Page 1 of 3
Acknowledgements missing
Posted: Wed Mar 18, 2015 10:54 pm
by rajasegar
Yesterday we got complain from users that all their acknowledgements went missing.
All the alert history is still there.
Please advice on this problem and how to restore the acknowledgments.
Thanks.
Re: Acknowledgements missing
Posted: Thu Mar 19, 2015 10:02 am
by cmerchant
Acknowledgements are stored in the status.dat and retention.dat file.
You should check your retention settings and also do you have a ram disk configured? Was nagios restarted? Was there a re-booting the system?
I think rather than duplicate post everything here, I should point you to a forum thread post here:
http://support.nagios.com/forum/viewtop ... =6&t=26166
and another forum thread here:
http://support.nagios.com/forum/viewtop ... =16&t=8266
Re: Acknowledgements missing
Posted: Thu Mar 19, 2015 10:04 am
by abrist
Acknowledgements are stored in the retention.dat file.
Was this file removed at some point?
Is state retention currently enabled?
Code: Select all
grep "retention\|retain_state" /usr/local/nagios/etc/nagios.cfg
Re: Acknowledgements missing
Posted: Thu Mar 19, 2015 6:40 pm
by rajasegar
abrist wrote:Acknowledgements are stored in the retention.dat file.

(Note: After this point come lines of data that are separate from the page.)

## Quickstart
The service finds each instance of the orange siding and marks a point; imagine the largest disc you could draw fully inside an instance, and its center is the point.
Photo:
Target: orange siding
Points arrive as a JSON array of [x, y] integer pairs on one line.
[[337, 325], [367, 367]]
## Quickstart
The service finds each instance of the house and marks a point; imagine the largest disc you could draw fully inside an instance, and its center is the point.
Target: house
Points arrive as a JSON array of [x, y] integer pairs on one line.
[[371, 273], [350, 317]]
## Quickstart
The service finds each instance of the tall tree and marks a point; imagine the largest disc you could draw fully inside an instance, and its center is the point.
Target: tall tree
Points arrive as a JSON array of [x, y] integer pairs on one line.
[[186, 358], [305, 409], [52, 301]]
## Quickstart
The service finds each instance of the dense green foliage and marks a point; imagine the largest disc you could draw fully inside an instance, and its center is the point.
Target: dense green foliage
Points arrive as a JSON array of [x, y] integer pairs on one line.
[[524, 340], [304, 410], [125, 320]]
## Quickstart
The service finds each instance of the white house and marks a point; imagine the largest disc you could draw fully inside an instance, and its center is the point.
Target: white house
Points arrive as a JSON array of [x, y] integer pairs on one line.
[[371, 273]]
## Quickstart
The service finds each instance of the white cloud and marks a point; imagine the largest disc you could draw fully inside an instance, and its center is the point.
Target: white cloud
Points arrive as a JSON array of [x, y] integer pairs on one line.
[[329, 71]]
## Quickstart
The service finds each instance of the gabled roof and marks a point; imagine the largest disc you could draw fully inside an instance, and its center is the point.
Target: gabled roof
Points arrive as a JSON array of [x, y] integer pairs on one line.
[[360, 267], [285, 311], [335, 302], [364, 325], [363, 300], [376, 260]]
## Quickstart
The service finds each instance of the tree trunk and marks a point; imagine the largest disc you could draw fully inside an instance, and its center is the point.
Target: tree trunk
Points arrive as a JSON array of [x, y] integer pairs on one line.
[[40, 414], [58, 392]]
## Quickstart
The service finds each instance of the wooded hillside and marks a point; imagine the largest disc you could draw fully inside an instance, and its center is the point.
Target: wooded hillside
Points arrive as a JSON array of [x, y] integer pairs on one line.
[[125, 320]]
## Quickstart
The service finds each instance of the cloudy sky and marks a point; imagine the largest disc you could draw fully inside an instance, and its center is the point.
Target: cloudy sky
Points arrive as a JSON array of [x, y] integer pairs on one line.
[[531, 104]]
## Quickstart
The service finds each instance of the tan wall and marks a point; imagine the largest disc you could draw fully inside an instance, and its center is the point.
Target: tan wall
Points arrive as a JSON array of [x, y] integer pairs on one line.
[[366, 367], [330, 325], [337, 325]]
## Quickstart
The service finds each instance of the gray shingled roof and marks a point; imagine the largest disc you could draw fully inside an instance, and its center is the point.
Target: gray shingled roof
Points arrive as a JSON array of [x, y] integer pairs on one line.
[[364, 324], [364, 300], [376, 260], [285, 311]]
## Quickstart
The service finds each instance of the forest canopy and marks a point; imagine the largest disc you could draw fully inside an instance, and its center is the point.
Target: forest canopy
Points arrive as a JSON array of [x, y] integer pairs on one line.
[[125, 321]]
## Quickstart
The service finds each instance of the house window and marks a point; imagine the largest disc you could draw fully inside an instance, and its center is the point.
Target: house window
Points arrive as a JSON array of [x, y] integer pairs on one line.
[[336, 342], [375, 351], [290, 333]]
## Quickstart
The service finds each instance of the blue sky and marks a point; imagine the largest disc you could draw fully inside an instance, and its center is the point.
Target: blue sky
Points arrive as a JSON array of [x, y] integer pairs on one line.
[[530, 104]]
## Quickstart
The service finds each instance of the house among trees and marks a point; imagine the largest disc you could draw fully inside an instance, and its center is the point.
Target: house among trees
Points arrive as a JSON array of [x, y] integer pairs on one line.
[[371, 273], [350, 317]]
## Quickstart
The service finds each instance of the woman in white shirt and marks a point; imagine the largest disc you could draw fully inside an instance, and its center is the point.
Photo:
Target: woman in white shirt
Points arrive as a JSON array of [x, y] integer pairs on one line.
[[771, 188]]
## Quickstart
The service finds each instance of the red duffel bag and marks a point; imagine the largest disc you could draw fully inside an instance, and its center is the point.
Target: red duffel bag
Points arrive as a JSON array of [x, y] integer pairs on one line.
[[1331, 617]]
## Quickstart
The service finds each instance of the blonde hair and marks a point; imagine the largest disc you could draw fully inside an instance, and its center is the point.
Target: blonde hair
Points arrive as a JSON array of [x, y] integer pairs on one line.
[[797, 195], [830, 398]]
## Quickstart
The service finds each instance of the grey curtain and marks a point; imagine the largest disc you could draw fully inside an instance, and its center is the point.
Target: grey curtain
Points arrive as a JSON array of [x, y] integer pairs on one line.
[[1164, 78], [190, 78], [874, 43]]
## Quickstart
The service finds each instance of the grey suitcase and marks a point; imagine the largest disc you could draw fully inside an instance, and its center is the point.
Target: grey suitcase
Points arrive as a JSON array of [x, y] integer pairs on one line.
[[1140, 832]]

Was this file removed at some point?
Is state retention currently enabled?
Code: Select all
grep "retention\|retain_state" /usr/local/nagios/etc/nagios.cfg
Nothing was removed. We did move the following to ramdisk as per your pdf instructions.
Code: Select all
[nagios@nagiosprodxi1 nagiosramdisk]$ grep "retention\|retain_state" /usr/local/nagios/etc/nagios.cfg
retain_state_information=1
retention_update_interval=60
state_retention_file=/usr/local/nagios/var/retention.dat
[nagios@nagiosprodxi1 nagiosramdisk]$
These are in the ramdisk which has 1Gig capacity
Code: Select all
[nagios@nagiosprodxi1 nagiosramdisk]$ ls -l
total 44468
-rw-r--r-- 1 nagios nagios 18443323 Mar 20 07:03 objects.cache
-rw-r--r-- 1 nagios nagios 26913292 Mar 20 07:22 status.dat
drwxrwxr-x 2 nagios nagios 40 Mar 20 07:03 tmp
[nagios@nagiosprodxi1 nagiosramdisk]$
Re: Acknowledgements missing
Posted: Fri Mar 20, 2015 11:47 am
by ssax
With the alerts that have been acknowledged and are missing from the acknowledgements if you look at the alerts do they say they are being handled?
Post the output of the following:
Code: Select all
ls -lh /usr/local/nagios/var/retention.dat
Re: Acknowledgements missing
Posted: Mon Mar 23, 2015 12:41 am
by rajasegar
ssax wrote:With the alerts that have been acknowledged and are missing from the acknowledgements if you look at the alerts do they say they are being handled?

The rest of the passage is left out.